Re: [PATCH for-6.18/block 04/10] blk-mq: convert to serialize updating nr_requests with update_nr_hwq_lock

Nilay Shroff <nilay@xxxxxxxxxxxxx> · Tue, 9 Sep 2025 12:22:49 +0530



On 9/9/25 12:08 PM, Yu Kuai wrote:
> Hi,
> 
> 在 2025/09/09 14:29, Nilay Shroff 写道:
>>
>>
>> On 9/8/25 11:45 AM, Yu Kuai wrote:
>>> From: Yu Kuai <yukuai3@xxxxxxxxxx>
>>>
>>> request_queue->nr_requests can be changed by:
>>>
>>> a) switching elevator by update nr_hw_queues
>>> b) switching elevator by elevator sysfs attribute
>>> c) configue queue sysfs attribute nr_requests
>>>
>>> Current lock order is:
>>>
>>> 1) update_nr_hwq_lock, case a,b
>>> 2) freeze_queue
>>> 3) elevator_lock, cas a,b,c
>>>
>>> And update nr_requests is seriablized by elevator_lock() already,
>>> however, in the case c), we'll have to allocate new sched_tags if
>>> nr_requests grow, and do this with elevator_lock held and queue
>>> freezed has the risk of deadlock.
>>>
>>> Hence use update_nr_hwq_lock instead, make it possible to allocate
>>> memory if tags grow, meanwhile also prevent nr_requests to be changed
>>> concurrently.
>>>
>>> Signed-off-by: Yu Kuai <yukuai3@xxxxxxxxxx>
>>> ---
>>>   block/blk-sysfs.c | 12 +++++++++---
>>>   1 file changed, 9 insertions(+), 3 deletions(-)
>>>
>>> diff --git a/block/blk-sysfs.c b/block/blk-sysfs.c
>>> index f99519f7a820..7ea15bf68b4b 100644
>>> --- a/block/blk-sysfs.c
>>> +++ b/block/blk-sysfs.c
>>> @@ -68,13 +68,14 @@ queue_requests_store(struct gendisk *disk, const char *page, size_t count)
>>>       int ret, err;
>>>       unsigned int memflags;
>>>       struct request_queue *q = disk->queue;
>>> +    struct blk_mq_tag_set *set = q->tag_set;
>>>         ret = queue_var_store(&nr, page, count);
>>>       if (ret < 0)
>>>           return ret;
>>>   -    memflags = blk_mq_freeze_queue(q);
>>> -    mutex_lock(&q->elevator_lock);
>>> +    /* serialize updating nr_requests with switching elevator */
>>> +    down_write(&set->update_nr_hwq_lock);
>>>   
>> For serializing update of nr_requests with switching elevator,
>> we should use disable_elv_switch().
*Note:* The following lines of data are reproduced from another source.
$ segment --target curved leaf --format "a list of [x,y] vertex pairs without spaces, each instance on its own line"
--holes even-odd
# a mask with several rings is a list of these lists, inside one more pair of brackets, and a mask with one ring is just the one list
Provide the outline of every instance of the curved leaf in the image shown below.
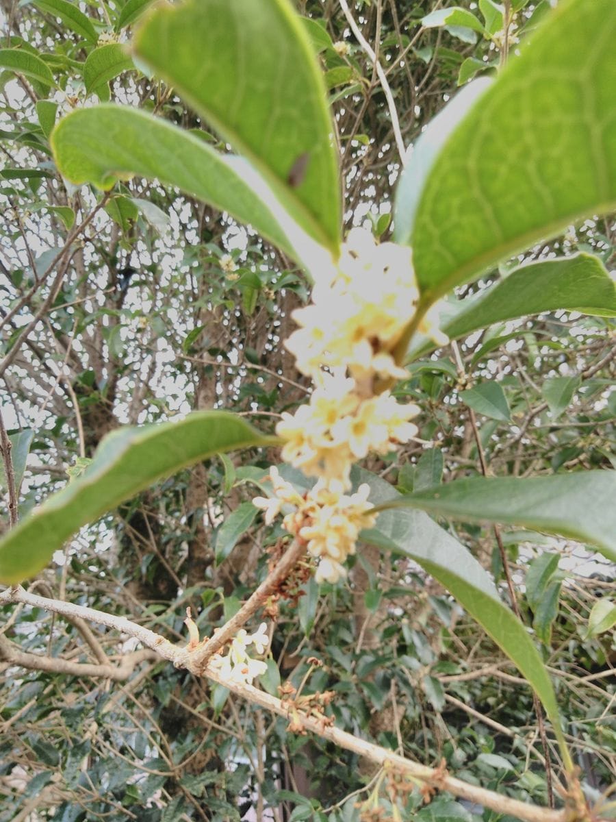
[[[476,297],[445,303],[439,326],[450,339],[459,339],[497,322],[559,308],[616,316],[616,282],[599,257],[582,252],[524,263]],[[417,336],[408,357],[434,347],[427,338]]]
[[473,477],[398,497],[396,507],[498,522],[590,543],[616,561],[616,471],[550,477]]
[[71,182],[108,189],[127,175],[156,178],[250,223],[296,256],[269,208],[246,183],[250,176],[238,159],[164,120],[127,106],[98,105],[60,120],[50,141],[60,172]]
[[84,63],[85,90],[108,99],[107,83],[130,68],[135,66],[124,46],[119,43],[99,46],[90,53]]
[[48,12],[54,17],[59,17],[71,31],[90,43],[97,42],[99,38],[92,21],[73,3],[67,0],[32,0],[32,2],[42,12]]
[[375,527],[361,532],[362,540],[411,557],[445,586],[535,689],[566,755],[556,698],[545,667],[526,628],[502,602],[486,571],[429,516],[398,507],[384,510],[403,505],[406,499],[388,483],[363,470],[357,471],[354,478],[368,483],[370,501],[384,509]]
[[80,528],[163,477],[214,454],[277,441],[224,411],[198,411],[177,423],[114,431],[79,478],[0,541],[0,580],[12,584],[36,574]]
[[333,125],[309,36],[287,0],[187,0],[149,16],[136,53],[263,174],[334,252],[340,185]]
[[21,48],[0,48],[0,68],[35,80],[46,88],[55,85],[53,75],[39,57]]
[[403,231],[426,302],[616,207],[614,37],[613,0],[563,0],[454,129]]

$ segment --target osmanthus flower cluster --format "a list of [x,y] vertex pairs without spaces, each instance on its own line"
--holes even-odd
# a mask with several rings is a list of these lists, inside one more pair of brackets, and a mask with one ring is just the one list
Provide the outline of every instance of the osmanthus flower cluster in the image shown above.
[[[360,530],[375,521],[368,486],[347,493],[352,464],[370,451],[387,454],[417,432],[411,420],[418,407],[400,404],[375,386],[407,377],[394,349],[418,300],[411,250],[353,229],[337,266],[315,282],[312,304],[292,314],[300,328],[285,344],[315,388],[307,404],[283,414],[276,432],[285,441],[283,459],[319,478],[302,496],[272,468],[274,496],[253,502],[266,523],[286,515],[283,528],[319,559],[317,581],[345,575]],[[420,330],[446,341],[426,316]]]
[[261,622],[254,634],[246,633],[244,628],[238,630],[231,640],[225,656],[215,654],[209,664],[229,682],[252,684],[255,677],[260,677],[267,671],[267,665],[260,659],[253,659],[248,654],[248,646],[253,645],[259,654],[265,652],[269,644],[267,626]]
So with this change we
>> don't need to acquire ->update_nr_hwq_lock in writer context
>> while running blk_mq_update_nr_requests but instead it can run
>> acquiring ->update_nr_hwq_lock in the reader context.
>>
>> So the code flow should be,
>>
>> disable_elv_switch  => this would set QUEUE_FLAG_NO_ELV_SWITCH
>> ...
>> down_read ->update_nr_hwq_lock
>> acquire ->freeze_lock
>> acquire ->elevator_lock;
>> ...
>> ...
>> release ->elevator_lock;
>> release ->freeze_lock
>>
>> clear QUEUE_FLAG_NO_ELV_SWITCH
>> up_read ->update_nr_hwq_lock
>>
> 
> Yes, this make sense, however, there is also an implied condition that
> we should serialize queue_requests_store() with itself, what if a
> concurrent caller succeed the disable_elv_switch() before the
> down_read() in this way?
> 
> t1:
> disable_elv_switch
>         t2:
>         disable_elv_switch
> 
> down_read    down_read
> 
I believe this is already protected with the kernfs internal
mutex locks. So you shouldn't be able to run two sysfs store 
operations concurrently on the same attribute file.

Thanks,
--Nilay